NEW DESIGNS: Team works to revitalize historic high school
Published 3:00 am Saturday, August 4, 2018
A team of design professionals from a variety of backgrounds was hard at work at the Troy Public Library Friday crafting concepts for a redesign of Academy Street High School.
The team mingled with members of the community at a meeting Thursday night to gain insight about what the school means to them and how they would like to see the historic facility used in the future.
Many of the members of the community were former students of the African-American school in downtown Troy.
The school has not operated in years after segregation ended, but many members of the community cherish memories of going to school there and long for the school site to be revitalized for reunions and other community activities.
The team of professionals are in Troy to offer free renderings and concepts for the city, a project called DesignPlace offered by Design Alabama, which is a group of Alabama designers looking to enhance design within the state.
Gina Clifford, director of Design Alabama, said the residents’ feedback is now being turned into designs for the site.

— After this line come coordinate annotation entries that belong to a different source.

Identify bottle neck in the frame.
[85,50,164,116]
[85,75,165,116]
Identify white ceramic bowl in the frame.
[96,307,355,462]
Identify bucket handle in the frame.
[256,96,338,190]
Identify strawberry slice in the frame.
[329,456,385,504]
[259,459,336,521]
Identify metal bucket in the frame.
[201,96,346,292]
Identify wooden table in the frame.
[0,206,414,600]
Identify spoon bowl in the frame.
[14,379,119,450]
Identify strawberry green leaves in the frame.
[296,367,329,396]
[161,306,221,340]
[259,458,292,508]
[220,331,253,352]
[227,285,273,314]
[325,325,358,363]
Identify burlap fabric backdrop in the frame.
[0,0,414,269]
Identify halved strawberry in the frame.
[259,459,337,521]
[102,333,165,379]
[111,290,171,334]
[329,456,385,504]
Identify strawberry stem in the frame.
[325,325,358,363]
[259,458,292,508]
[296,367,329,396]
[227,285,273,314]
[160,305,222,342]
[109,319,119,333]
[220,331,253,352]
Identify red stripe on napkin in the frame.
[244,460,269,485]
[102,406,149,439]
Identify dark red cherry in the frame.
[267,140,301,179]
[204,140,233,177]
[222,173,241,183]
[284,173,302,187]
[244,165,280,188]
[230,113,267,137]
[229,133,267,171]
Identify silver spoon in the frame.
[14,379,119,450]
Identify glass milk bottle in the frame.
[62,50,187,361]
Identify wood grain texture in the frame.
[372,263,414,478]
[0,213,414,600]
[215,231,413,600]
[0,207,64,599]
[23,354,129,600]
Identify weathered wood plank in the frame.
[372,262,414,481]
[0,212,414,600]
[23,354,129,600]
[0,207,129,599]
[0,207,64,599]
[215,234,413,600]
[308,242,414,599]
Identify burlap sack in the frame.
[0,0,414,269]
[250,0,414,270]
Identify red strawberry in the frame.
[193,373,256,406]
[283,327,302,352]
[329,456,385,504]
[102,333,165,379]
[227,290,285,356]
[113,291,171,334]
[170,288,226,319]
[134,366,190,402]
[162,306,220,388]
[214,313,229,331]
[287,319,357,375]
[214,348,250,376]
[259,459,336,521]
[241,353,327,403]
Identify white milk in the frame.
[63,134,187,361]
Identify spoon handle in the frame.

“It’s very obvious that this is a committed community dedicated to preserving the history and passion of the school,” Clifford said. “We’re tying the past into the future.”
Clifford said the team was able to gain resident feedback through conversations Thursday night as well as post-it notes with suggestions about programming for the facility, which ranged from a community center to an art museum to a center for vocational training.
Jeremy Cutts, an architect with William and Blackstocks Architects in Birmingham, said his main focus Thursday was the programming of the school building.
“We are digesting feedback and finding a good way to incorporate that into the existing building,” Cutts said. “For instance, some residents mentioned that they’d like to see it be a community center and that they would have class reunions of 150 or more people there. We’re seeing if the auditorium suits that need and then others talked about vocational training, so we’re seeing how that might fit into the existing space.”
Collier Neeley of the Alabama Historic Commission said that there’s a balance between preserving the history of the building while still updating it for a modern use.
“We want to enhance the current character while communicating that this is something new and fresh,” Neeley said. “We want to respect the heritage and tie it into the rest of the community.”
Mary Shell, also of the Alabama historical Commission, said she is there as well to ensure that the city’s historic resources are tapped correctly.
“I’m here to be a voice that ensures we’re not affecting historic buildings or places,” Shell said. “In a small town, things like this are really unique assets.”
One of the main issues being worked with early on in the session was connectivity to the site and how everything ties together downtown and in the city as a whole.
Lea Ann Macknally, landscape architect with Macknally Land Design, said she was working on connectivity to the rest of the downtown area.
“We’re looking at a five-minute walking radius from the square,” Macknally said, referring to a map that Neeley was creating. “We’re looking at parking at areas like churches, which are not fully occupied all the time, and identifying those as potential shared-parking spaces.”
Macknally said they were also working on where sidewalks could be improved and street trees and pedestrian lighting could be put in to enhance the walkability downtown.
How does that relate to Academy Street?
“We’re taking a holistic approach,” Neeley said. “Everything revolves around Academy Street.”
“We don’t want to plan in bubbles,” Macknally added. “We’re looking at the overall goal of what’s connected.”
Brian Bias, community planner at Goodwyn, Mills and Cawood, was also working on connectivity, specifically looking at streets going east-west connecting Troy University, downtown and the Academy Street High School. He pointed out the bike-share program being implemented at the college campus as one consideration for how connectivity may change in coming years.
“We would anticipate more bike traffic,” Bias said. “People will need safe places to ride.”
Angela Stiff, creative director, was working on the branding aspect of the school.
“What I’m looking at is how do we tell that story?” Stiff said.
One of the pieces Stiff was working on at the time was a sort of slogan for the school, lifted from the original Alma Mater.
Also on the design team is architect Nolanda Hatcher, architect with Studio 2H in Birmingham.
The team will be available at the Troy Public Library from noon t 1:30 p.m. today with their designs and renderings displayed for the community to give feedback on.
Once the team leaves, Clifford said the members will have another month or so to fine-tune their work and then a final report will be sent to the city.
Once the city has the report, it can be used to help gain grant or other funding to bring the project to fruition, Clifford said.